Tim Costello of World Vision, has gone so far as to compare the Bill to Putin’s crackdown on dissent, saying it is part of a ‘zeitgeist of a silencing and gagging of civil society’ that is occurring internationally.  Even in democracies such as the UK and Canada conservative governments have regulated to restrict NGO advocacy in relation to elections, and Australia already has legislation introduced by Eric Abetz during the Howard Government that requires reporting on expenditure and electoral activity of NGOs during elections. However, this Bill extends its tentacles in such a way that public advocacy is constrained even between election periods, creating a regime more restrictive than in any Western democracy.

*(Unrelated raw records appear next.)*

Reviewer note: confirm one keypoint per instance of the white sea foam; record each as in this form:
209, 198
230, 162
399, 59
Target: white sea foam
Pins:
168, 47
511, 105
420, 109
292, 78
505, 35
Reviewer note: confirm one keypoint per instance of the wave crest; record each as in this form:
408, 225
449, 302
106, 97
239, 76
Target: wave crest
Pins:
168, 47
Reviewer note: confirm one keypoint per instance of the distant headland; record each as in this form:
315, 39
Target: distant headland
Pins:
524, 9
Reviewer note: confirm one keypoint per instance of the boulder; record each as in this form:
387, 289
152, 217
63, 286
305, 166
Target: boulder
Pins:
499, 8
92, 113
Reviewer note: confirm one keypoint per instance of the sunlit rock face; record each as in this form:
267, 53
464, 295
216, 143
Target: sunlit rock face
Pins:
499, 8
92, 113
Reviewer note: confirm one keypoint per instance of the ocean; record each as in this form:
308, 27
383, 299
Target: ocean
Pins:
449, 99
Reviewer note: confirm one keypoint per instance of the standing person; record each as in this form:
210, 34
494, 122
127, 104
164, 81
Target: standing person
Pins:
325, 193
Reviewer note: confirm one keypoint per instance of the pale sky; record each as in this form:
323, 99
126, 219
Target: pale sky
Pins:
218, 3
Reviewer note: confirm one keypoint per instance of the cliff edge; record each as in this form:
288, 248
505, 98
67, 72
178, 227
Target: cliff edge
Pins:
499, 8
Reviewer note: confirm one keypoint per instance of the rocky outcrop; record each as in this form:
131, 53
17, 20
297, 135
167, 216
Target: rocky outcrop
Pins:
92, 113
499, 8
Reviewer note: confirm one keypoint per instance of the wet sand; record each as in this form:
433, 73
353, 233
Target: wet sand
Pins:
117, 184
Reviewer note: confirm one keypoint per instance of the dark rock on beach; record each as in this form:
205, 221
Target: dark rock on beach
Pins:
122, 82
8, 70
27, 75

The Bill is about more than an international influence on the electoral process.  NGOs that do not use international funding will face new auditing and compliance measures with significant jail terms and financial penalties.  Some of the more egregious elements of the Bill would have NGO staff committing a criminal offence if they do not get donors to provide evidence, such as a statuary declaration of their citizenship status, within 6 weeks of a donation of $250 or more.  Penalties would be as high as 10 years’ jail, plus civil penalties up to $210,000.

Contrary to our open democracy, senior staff and Board members would be required to publicly state to which political party they belonged.  Any NGO that carries out a significant amount of public advocacy would be classified as a ‘political party campaigner’ or ‘third party campaigner’ and many normal NGO activities would be re-defined as political campaigning with complicated compliance requirements.

Wider Impact on Business

In their haste to draft the Bill, the government has ignored the problematic impact some of the provisions may have on business. This has led to some interesting voices being raised in opposition. The Institute of Public Affairs has said the potential reach of the bill was “extremely concerning” and could effectively silence contributions to the public debate.  While conservative News Limited columnist, Janet Albrechtsen, claims the Bill is ‘lazy and illiberal regulatory overreach’.  Despite this unlikely criticism of the Bill, the NGO sector is still uneasy about the possibility of Labor capitulating with amendments. There is an unprecedented alliance of non-government groups, Hands Off Our Charities, working together on the issue. They have come together fearing that their ability to debate public policy and call government to account hangs in the balance.  Whether Labor is prepared to vote the Bill down is now the crucial issue.

Note: This article only addresses the Electoral Legislation Amendment (Electoral Funding and Disclosure Reform) Bill, which most seriously undermines the democratic freedom of speech and the role of NGOs.  However, this Bill is one of a package of three introduced by the government to address the issue of foreign influence.  The other two, the Foreign Influence Transparency Scheme Bill and the National Security Legislation Amendment (Espionage and Foreign Interference) Bill, also have significant provisions relevant to silencing civil society.

Dr Joan Staples was the ACF National Liaison Officer during the Hawke Government and is currently an Associate in the School of Global, Urban and Social Studies at RMIT University. Her research area is the democratic role of civil society.